Once I was a clever boy learning the arts of Oxford... is a quotation from the verses written by Bishop Richard Fleming (c.1385-1431) for his tomb in Lincoln Cathedral. Fleming, the founder of Lincoln College in Oxford, is the subject of my research for a D. Phil., and, like me, a son of the West Riding. I have remarked in the past that I have a deeply meaningful on-going relationship with a dead fifteenth century bishop... it was Fleming who, in effect, enabled me to come to Oxford and to learn its arts, and for that I am immensely grateful.


Saturday, 3 September 2022

Evidence of the Jewish massacre in Norwich in 1190


Detailed analysis of the remains of seventeen skeletons found in a well in Norwich indicates that they were amongst the victims of the massacre of the Jewish community in Norwich in 1190. 
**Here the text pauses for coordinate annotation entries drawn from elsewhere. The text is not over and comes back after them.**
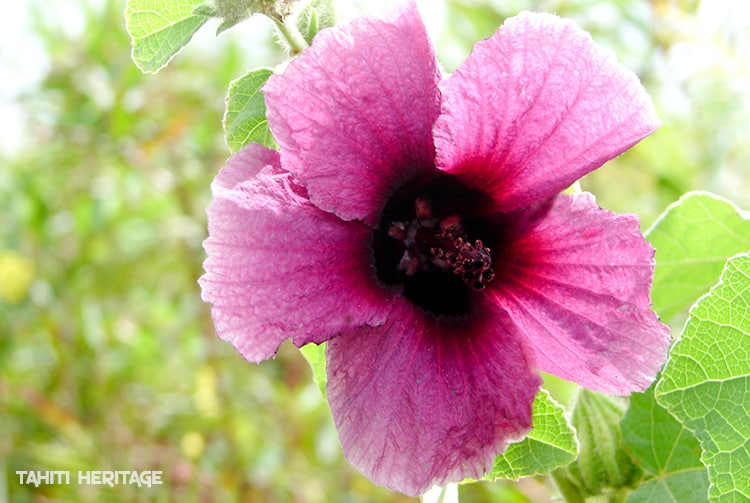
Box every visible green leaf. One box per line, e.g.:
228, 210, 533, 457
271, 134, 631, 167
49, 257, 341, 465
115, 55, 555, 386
655, 253, 750, 502
620, 386, 708, 503
224, 68, 278, 152
484, 389, 578, 480
553, 388, 642, 501
125, 0, 209, 73
299, 342, 328, 398
646, 192, 750, 320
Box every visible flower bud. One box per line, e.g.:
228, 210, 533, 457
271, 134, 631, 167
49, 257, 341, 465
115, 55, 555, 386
553, 388, 641, 502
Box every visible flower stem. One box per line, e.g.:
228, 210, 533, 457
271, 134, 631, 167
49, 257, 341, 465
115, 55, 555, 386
269, 16, 307, 56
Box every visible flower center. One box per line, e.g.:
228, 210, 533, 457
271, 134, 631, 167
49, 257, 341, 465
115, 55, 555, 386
373, 174, 497, 316
388, 198, 495, 290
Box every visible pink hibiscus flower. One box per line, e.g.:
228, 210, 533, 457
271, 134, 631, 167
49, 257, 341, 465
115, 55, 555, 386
200, 3, 669, 495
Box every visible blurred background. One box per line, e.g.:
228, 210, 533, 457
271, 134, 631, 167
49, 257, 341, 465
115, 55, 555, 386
0, 0, 750, 503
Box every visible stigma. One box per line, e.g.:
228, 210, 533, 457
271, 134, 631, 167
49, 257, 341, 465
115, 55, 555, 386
388, 198, 495, 290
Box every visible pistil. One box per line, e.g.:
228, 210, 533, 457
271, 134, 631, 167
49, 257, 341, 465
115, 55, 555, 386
388, 198, 495, 290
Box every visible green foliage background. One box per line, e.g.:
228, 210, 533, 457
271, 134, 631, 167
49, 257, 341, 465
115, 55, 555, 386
0, 0, 750, 503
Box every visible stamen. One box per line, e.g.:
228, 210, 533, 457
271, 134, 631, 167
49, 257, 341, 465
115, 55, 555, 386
388, 198, 495, 290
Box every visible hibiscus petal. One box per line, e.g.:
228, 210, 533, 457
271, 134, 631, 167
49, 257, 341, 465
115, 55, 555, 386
263, 2, 440, 225
435, 12, 659, 211
327, 301, 541, 495
199, 144, 390, 362
488, 194, 670, 394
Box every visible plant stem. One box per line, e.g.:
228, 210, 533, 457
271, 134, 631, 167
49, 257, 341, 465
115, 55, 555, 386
269, 16, 307, 56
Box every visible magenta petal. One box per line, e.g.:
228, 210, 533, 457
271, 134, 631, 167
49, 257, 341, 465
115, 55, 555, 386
199, 145, 390, 362
263, 3, 440, 225
434, 12, 659, 211
327, 302, 541, 495
488, 194, 670, 394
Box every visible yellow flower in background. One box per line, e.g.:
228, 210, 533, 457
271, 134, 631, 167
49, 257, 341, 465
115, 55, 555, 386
0, 250, 34, 304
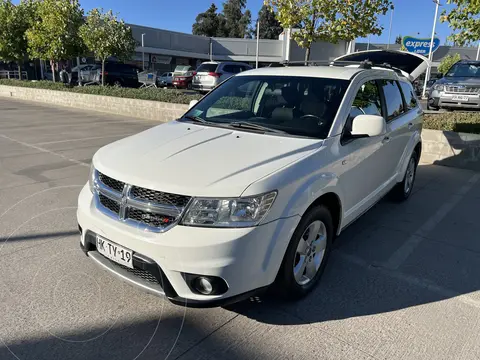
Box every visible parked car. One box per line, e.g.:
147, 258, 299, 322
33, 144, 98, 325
157, 72, 173, 86
100, 62, 142, 87
172, 65, 195, 89
427, 60, 480, 110
77, 49, 426, 307
193, 61, 252, 92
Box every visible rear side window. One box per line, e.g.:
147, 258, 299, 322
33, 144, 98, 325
197, 64, 218, 72
380, 80, 405, 121
400, 81, 417, 110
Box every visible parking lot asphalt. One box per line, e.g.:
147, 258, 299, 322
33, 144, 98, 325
0, 99, 480, 360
The massacre came about as participants in the Third Crusade prepared to set off for the Holy Land and was not unique - the one at the same time in York is better known today. As Norman Cohn pointed out in The Pursuit of the Millenium such attacks on Jewish communities on the eve of a Crusade appear to have occurred as expressions of popularist fervour and also resentment at Jewish moneylenders, and were usually deplored by the ecclesiastical and secular hierarchies of the time.